Improve your body rotation to activate the freestyle swimming mode.

1. Swimming speed is limited by the strength of propulsion and depends on the ability to activate muscle groups.
The magnitude of the propulsion force is directly determined by the number of muscle groups involved in the pushing motion. Beginners typically rely only on their palms, forearms, upper arms, latissimus dorsi, and core muscles. Intermediate swimmers can engage their upper arms and latissimus dorsi, while more advanced swimmers may incorporate their core muscles into the movement as well.
Imagine the motion of throwing a javelin—without much power from your upper arm and latissimus dorsi, you wouldn’t be able to throw it very far. But add a twist of your torso, engaging your core muscles, and suddenly the javelin soars much farther. Similarly, when swimming freestyle and pushing off the water, once you tap into that core-engaged sensation, the effort feels noticeably lighter—and much easier. While this technique isn’t strictly essential for short-distance swimming, it becomes absolutely critical for longer distances or when swimming extended periods in open-water environments. By the end of a long swim, your arm strength is typically exhausted, making it crucial to rely on the rotational force generated by your body’s side-to-side movements to maintain efficient propulsion through each stroke.
2. The key to swimming speed lies in maintaining consistent, continuous power—think of turning your body sideways as shifting gears to adjust your pace.

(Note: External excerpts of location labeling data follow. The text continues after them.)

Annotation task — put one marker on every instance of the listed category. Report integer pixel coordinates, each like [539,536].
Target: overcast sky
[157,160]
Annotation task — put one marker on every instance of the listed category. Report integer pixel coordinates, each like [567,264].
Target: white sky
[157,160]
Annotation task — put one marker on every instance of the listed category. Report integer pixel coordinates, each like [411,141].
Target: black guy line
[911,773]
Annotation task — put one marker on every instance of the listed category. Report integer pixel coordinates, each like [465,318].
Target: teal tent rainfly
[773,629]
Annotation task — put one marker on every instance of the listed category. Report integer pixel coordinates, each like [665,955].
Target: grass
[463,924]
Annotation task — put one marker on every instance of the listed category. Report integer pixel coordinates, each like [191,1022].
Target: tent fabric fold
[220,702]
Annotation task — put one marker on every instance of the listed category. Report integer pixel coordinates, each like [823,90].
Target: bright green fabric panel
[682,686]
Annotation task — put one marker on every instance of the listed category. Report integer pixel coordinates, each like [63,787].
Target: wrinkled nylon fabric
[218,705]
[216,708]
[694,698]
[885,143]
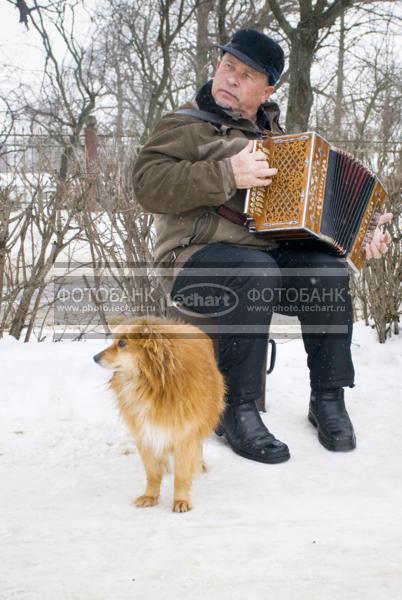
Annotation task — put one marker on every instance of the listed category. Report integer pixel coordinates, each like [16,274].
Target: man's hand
[380,241]
[251,168]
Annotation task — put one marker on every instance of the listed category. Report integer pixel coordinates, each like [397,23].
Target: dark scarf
[206,102]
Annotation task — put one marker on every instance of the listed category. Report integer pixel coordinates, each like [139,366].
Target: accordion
[319,192]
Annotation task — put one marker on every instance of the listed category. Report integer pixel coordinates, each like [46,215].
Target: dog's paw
[144,501]
[182,506]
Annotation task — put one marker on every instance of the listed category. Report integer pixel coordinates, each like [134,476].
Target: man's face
[237,86]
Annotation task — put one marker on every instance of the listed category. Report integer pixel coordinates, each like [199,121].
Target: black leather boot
[248,436]
[327,412]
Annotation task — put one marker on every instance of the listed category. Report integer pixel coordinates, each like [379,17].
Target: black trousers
[242,287]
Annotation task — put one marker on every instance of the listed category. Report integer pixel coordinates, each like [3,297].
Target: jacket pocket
[204,228]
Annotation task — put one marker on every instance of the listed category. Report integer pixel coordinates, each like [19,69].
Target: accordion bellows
[319,192]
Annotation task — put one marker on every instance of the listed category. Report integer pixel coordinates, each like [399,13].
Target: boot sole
[345,446]
[270,461]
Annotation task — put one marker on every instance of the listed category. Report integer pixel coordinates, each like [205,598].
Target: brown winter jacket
[182,174]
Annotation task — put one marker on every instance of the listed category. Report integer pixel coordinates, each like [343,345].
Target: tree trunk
[203,42]
[303,44]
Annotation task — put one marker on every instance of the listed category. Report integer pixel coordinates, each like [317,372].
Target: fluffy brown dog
[170,394]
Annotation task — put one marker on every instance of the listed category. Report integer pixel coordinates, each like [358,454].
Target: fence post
[91,158]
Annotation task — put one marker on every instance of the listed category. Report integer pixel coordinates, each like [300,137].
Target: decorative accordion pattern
[319,192]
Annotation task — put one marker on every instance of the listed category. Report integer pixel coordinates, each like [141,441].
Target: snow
[323,525]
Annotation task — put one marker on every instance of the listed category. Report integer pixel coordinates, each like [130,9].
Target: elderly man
[192,174]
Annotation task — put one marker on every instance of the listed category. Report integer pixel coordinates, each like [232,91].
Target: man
[192,174]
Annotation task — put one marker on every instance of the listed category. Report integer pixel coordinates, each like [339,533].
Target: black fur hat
[258,51]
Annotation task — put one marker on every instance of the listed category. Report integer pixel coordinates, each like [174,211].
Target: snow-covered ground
[322,525]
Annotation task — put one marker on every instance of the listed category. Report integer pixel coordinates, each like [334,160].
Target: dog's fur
[170,394]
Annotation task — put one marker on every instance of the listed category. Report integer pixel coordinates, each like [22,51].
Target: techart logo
[212,300]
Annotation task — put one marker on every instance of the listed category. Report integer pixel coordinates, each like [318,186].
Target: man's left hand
[380,241]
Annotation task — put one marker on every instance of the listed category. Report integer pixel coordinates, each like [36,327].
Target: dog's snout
[97,357]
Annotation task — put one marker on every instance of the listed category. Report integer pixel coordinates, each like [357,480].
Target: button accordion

For example: After the frog kick and glide, the body surges forward. But after floating for a moment, the speed begins to slow down. To maintain momentum, you need to initiate the next frog kick and glide before the speed drops. If you can sustain this rhythmic pattern, your swimming speed will already reach the theoretically ideal pace. To push beyond that point and further increase your speed, you’ll have to refine the fundamental techniques—such as perfecting your frog kick, leg movements, and hip stabilization.
For example: In freestyle, after one arm completes the pull-through phase and enters the recovery phase, the other arm remains fully extended forward. If the stroke is executed efficiently, the body naturally glides forward due to inertia. To maintain this momentum, it’s crucial to initiate the next arm pull before the current glide phase ends—ensuring that at all times, at least one arm is actively pushing through the water. This consistent rhythm allows freestyle swimming to reach its theoretically optimal speed. Of course, during a short-distance freestyle sprint, swimmers often prioritize maximizing stroke frequency over considering the benefits of inertial gliding, since the brief recovery period provided by inertia during normal swimming is negligible in such high-intensity efforts. Instead, they focus solely on increasing the number of strokes per second. However, the real challenge lies in precisely timing two powerful "heavy legs"—which occur roughly every six strokes—with the ideal moments when each arm performs its forward push, one on the left and one on the right. Mastering this coordination is the key to achieving peak sprint speed.
From the perspective of swimming technique, both arm and leg movements should be coordinated with the body's lateral rotation as a reference. By focusing on the timing of the body's side-to-side motion, swimmers can better feel when to initiate the push phase with their arms—and subsequently, when to execute the kicking motion. As a result, the arm-push action and leg-kick will naturally synchronize. Specifically, the arm push begins and ends in perfect unison with the body's lateral rotation, while the leg kick is timed to coincide with the moment when core strength is engaged. Interestingly, the leg kick actually starts slightly earlier than the body's side-to-side movement, since just before the rotation begins, the core muscles subtly contract. This initial engagement of the core, combined with the subsequent leg kick, helps propel and accelerate the body’s lateral rotation.
Note that gently engaging your core isn’t about deliberately sucking in your stomach—it’s simply the same sensation as standing at attention: lifting your head, straightening your chest, and gently tightening your abdomen. There’s no need to consciously pull your stomach in; just focus on maintaining that firm, toned feeling.